= Librairies en ligne francophones
Fondée en 1996 par Patrice Magnard, la librairie en ligne Alapage vend tous les livres, disques et vidéos disponibles sur le marché français, soit 400.000 articles, avec paiement sécurisé. Sur le site bilingue français-anglais, la recherche est possible par auteur, titre et éditeur. Le même service est disponible sur minitel (3615 Alapage).
Alapage travaille en partenariat avec la librairie en ligne Novalis (intégrée plus tard à Alapage) qui assure elle aussi la vente par correspondance de produits culturels: disques, livres, vidéos et multimédia.
En octobre 1997, les deux librairies décident de créer le premier prix littéraire francophone sur l’internet. Comme indiqué à la même date sur leurs sites respectifs: «1) C’est la première fois que l’on utilise le support internet pour organiser un vote autour d’un prix littéraire. 2) C’est la première fois qu’est constitué un jury littéraire composé d’un potentiel aussi important et diversifié de votants, fidèle reflet de la diffusion de la culture française. Ce vote est en effet ouvert à nos visiteurs de tous horizons, disséminés sur les cinq continents, qui pourront émettre leur avis sur l’ensemble des ouvrages concourant aux principaux prix littéraires de fin d’année. 3) C’est la première fois qu’est imaginé un instrument de mesure de la satisfaction du lecteur et du bonheur de la lecture, qui ne soit pas seulement un outil de mesure des ventes de livres, aussi fiable soit-il.» Un vote est organisé entre le 20 octobre et le 9 novembre 1997 auprès des internautes. Afin d’éviter les votes multiples, chaque voix n’est validée que si la fiche de vote est scrupuleusement remplie. Toute fiche double est annulée. Ce premier prix littéraire des internautes est remporté par Marc Trillard pour son roman Coup de lame, paru aux éditions Phébus.
A Alapage et Novalis vient s’ajouter une troisième librairie en ligne, Chapitre.com, librairie indépendante créée en 1997 par Juan Pirlot de Corbion.
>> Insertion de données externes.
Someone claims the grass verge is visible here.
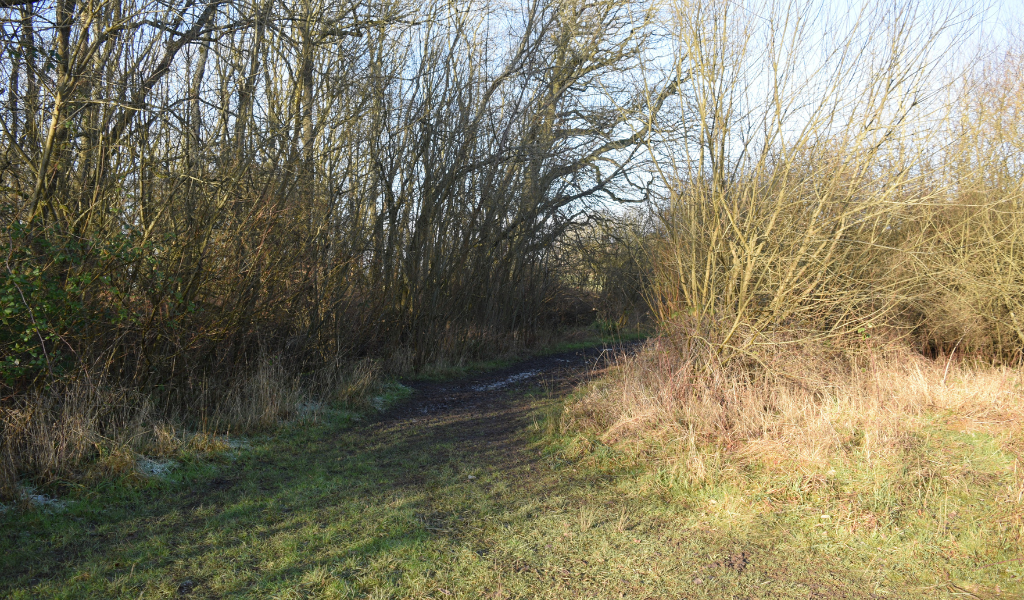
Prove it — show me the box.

Son catalogue de 350.000 titres est complété par une bouquinerie, un choix d’éditeurs, une sélection de 1.000 sites littéraires et culturels, ainsi qu’une revue des littératures intitulée Tête de chapitre.
Contrairement à leurs homologues anglophones, les libraires en ligne français ne peuvent se permettre les réductions substantielles proposées par leurs collègues des Etats-Unis ou du Royaume-Uni, pays dans lesquels le prix du livre est libre. Si la loi française sur le prix unique du livre leur laisse peu de latitude, les libraires sont toutefois optimistes sur les perspectives d’un marché francophone international. Dès 1997, un nombre significatif de commandes provient de l’étranger, par exemple 10% des commandes pour le service en ligne de la Fnac.
Alapage rejoint le groupe France Télécom en septembre 1999 puis devient en juillet 2000 une filiale à part entière de Wanadoo, le fournisseur d’accès internet de France Télécom. Quant à Chapitre.com, il comprend désormais plusieurs secteurs: livres neufs, livres neufs à prix réduit, livres anciens, revues anciennes ou épuisées, gravures et affiches.
Alapage, Chapitre.com, la Fnac et quelques autres voient débarquer avec inquiétude Amazon.fr, la filiale qu'Amazon ouvre en août 2000 dans l’hexagone. Un mois après son lancement, Amazon.fr est à la seconde place des sites de biens culturels français, après la Fnac. La société de mesure d’audience Media Metrix Europe donne les chiffres suivants pour septembre 2000: 40.000 requêtes individuelles pour Fnac.com, 217.000 requêtes pour Amazon.fr, 209.000 requêtes pour Alapage et 74.000 requêtes pour BOL.fr, la succursale française de l'européen BOL.com (BOL: Bertelsmann On Line).
Le nombre de librairies en ligne s’avère toutefois trop élevé par rapport au marché existant. En juillet 2001, BOL.com annonce la fermeture de BOL.fr, créé deux ans auparavant par les deux géants des médias Bertelsmann et Vivendi. A la même date, les difficultés rencontrées par d’autres libraires en ligne montrent la nécessité de revoir à la baisse des prévisions quelque peu optimistes, afin de laisser à la clientèle le temps de s’habituer à ce nouveau mode d’achat.